TZ: Was it worth it? Yes. Did I want it to take 10 years? No. Absolutely not. The one thing that I can say is that the length of time it took to take the movie gave me a deeper understanding of the business, the life of the celebrity, the reality of filmmaking and allowed me to convey that in the film. It would be impossible to grasp that in two or three years. As annoying as it is to take that long to do something, when it’s done you really do appreciate all the hard work. That kind of lengthy process creates layers that you can only accomplish with time. Also, time allowed me to follow what would happen to each individual, including myself, before during and after “their break” and created a natural arc for the characters and the film.

MG: What do you think was the most difficult aspect in this road?
TZ: Resources and people’s commitment or lack thereof to the project, and the industry’s fear of exposure.

MG: Do you still keep in contact with Wes Bentley, Chad Lindberg, Brad Rowe and Gregory Fawcett?
TZ: Yes, but in varying degrees.

MG: Ever consider doing another documentary in another 10 years to follow-up on their careers?
TZ: I might, but if I wouldn’t do it if I were them. it’s very difficult for actors or any celebrity to put themselves in that position.This type of “real” reality, not the constructed reality we see on television, is too intense and revealing for them to willingly take part in. Probably the only reason they agreed to do it originally was because they were unknown.
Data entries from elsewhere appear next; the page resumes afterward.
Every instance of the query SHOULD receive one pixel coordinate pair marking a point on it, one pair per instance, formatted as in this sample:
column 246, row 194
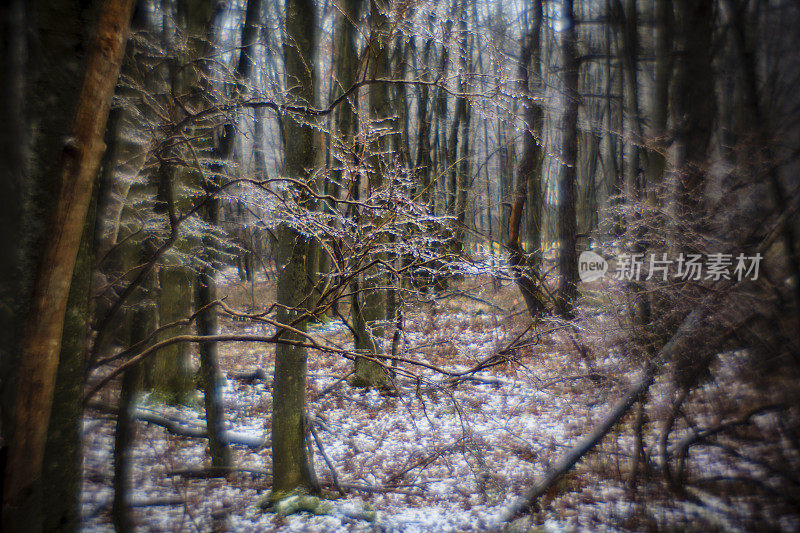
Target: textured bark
column 124, row 436
column 529, row 175
column 41, row 342
column 660, row 101
column 61, row 472
column 634, row 176
column 372, row 309
column 168, row 375
column 694, row 109
column 567, row 254
column 208, row 324
column 13, row 145
column 290, row 463
column 461, row 137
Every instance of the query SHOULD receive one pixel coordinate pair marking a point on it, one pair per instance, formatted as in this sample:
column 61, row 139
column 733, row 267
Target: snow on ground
column 449, row 458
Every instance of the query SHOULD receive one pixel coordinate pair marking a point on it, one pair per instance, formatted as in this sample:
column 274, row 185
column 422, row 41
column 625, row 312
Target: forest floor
column 437, row 457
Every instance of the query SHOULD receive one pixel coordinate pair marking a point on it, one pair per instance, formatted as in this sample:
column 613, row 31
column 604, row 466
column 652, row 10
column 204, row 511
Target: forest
column 399, row 265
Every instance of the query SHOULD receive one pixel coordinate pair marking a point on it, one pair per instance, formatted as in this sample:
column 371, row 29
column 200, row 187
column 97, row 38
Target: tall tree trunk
column 461, row 164
column 529, row 173
column 693, row 85
column 567, row 252
column 290, row 464
column 61, row 473
column 370, row 313
column 660, row 96
column 41, row 341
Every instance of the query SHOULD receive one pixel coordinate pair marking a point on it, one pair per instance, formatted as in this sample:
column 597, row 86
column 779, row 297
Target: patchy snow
column 449, row 458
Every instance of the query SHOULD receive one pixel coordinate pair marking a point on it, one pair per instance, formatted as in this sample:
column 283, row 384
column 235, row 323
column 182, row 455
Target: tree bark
column 290, row 462
column 567, row 186
column 41, row 341
column 529, row 175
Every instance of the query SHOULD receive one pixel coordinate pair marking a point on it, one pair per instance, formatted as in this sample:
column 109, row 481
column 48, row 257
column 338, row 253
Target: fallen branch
column 215, row 471
column 185, row 429
column 677, row 344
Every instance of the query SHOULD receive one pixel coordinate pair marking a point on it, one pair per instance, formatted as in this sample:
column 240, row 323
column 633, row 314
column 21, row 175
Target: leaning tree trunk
column 370, row 313
column 41, row 341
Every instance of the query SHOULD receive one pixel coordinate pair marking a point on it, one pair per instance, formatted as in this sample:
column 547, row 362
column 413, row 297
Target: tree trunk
column 567, row 252
column 290, row 464
column 693, row 85
column 61, row 473
column 41, row 341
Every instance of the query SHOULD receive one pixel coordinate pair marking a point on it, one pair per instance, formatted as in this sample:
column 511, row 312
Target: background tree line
column 367, row 154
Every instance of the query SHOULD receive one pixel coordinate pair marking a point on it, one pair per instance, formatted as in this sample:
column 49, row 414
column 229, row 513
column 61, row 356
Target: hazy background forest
column 400, row 265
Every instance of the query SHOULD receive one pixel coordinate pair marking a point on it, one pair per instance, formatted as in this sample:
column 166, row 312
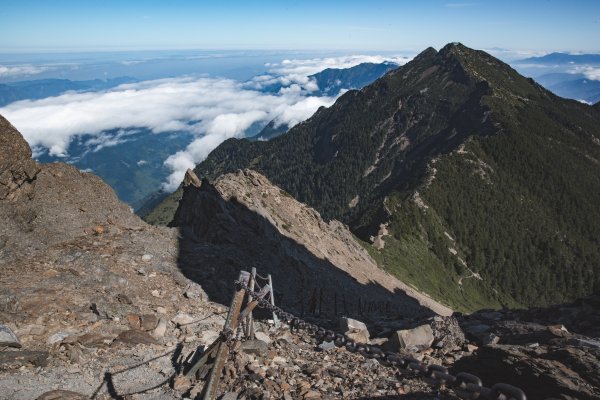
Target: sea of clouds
column 213, row 109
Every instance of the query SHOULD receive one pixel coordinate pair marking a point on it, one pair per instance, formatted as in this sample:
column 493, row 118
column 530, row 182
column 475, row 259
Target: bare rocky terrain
column 94, row 303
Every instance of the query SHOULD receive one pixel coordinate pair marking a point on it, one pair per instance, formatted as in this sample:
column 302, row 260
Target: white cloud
column 212, row 109
column 221, row 109
column 297, row 71
column 16, row 70
column 106, row 139
column 592, row 73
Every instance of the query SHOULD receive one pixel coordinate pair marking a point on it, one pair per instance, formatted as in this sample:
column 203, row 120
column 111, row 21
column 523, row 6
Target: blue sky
column 375, row 25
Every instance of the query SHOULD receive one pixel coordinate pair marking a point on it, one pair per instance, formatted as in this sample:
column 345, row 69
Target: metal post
column 211, row 387
column 275, row 318
column 249, row 319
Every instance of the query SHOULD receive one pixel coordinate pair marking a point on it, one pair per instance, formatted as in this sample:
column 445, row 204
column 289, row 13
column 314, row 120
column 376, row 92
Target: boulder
column 447, row 334
column 415, row 339
column 256, row 347
column 354, row 330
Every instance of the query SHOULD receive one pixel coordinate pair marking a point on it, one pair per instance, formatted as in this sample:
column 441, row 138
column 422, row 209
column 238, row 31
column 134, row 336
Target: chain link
column 465, row 385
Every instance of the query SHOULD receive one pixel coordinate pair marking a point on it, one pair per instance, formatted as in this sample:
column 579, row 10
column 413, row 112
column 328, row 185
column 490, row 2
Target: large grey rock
column 447, row 334
column 256, row 347
column 8, row 338
column 114, row 310
column 136, row 336
column 415, row 339
column 354, row 330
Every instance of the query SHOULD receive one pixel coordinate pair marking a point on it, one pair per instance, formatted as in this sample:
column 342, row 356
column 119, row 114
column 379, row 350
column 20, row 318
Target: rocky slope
column 243, row 220
column 102, row 305
column 482, row 184
column 92, row 300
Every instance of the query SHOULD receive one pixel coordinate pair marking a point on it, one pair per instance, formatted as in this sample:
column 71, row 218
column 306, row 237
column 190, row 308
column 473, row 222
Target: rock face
column 16, row 165
column 42, row 205
column 70, row 286
column 243, row 220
MG: How does “My Big Break” compare to the tossed documentary “Carving Out Our Name”?
TZ: “My Big Break” is more revealing, layered and truthful. “My Big Break” is storytelling and “Carving” was filmmaking. “Carving” was honest to a certain degree, very visual, with a sense of “show-off” because I was hoping that it would be my ticket to working as a filmmaker in Hollywood. I was playing the game to get into the system. When you’re making a film in the business you’re already thinking about your next film so there’s a self-conscious aspect to it. True storytelling, though, is not affected by any of that. You’re only focused on the truth of the subjects as characters in the story. Also, “Carving” had a lot in it aboutrelationships each guy had with their then girlfriends and their friendship with each other but ‘My Big Break” is purely about the each one of us in relationship to the business. There was no narration in “Carving”, I never appeared in it at all. I put my story into “My Big Break” because I felt it was only fair to the actors to expose my own pain, vulnerability and disappointments if I was going to do that to them

MG: What are you currently working on? Ever plan on directing again?
TZ: I’ll always be interested in storytelling and there are different ways to do that outside of the system. For example, I’m working on a documentary about Stanley Kubrick but I don’t really see it as “making movies” in a standard way – I’m telling a story. I’m currently writing a book about my experiences that include, but are definitely not confined to, my time in Hollywood. And there are always other projects in the works.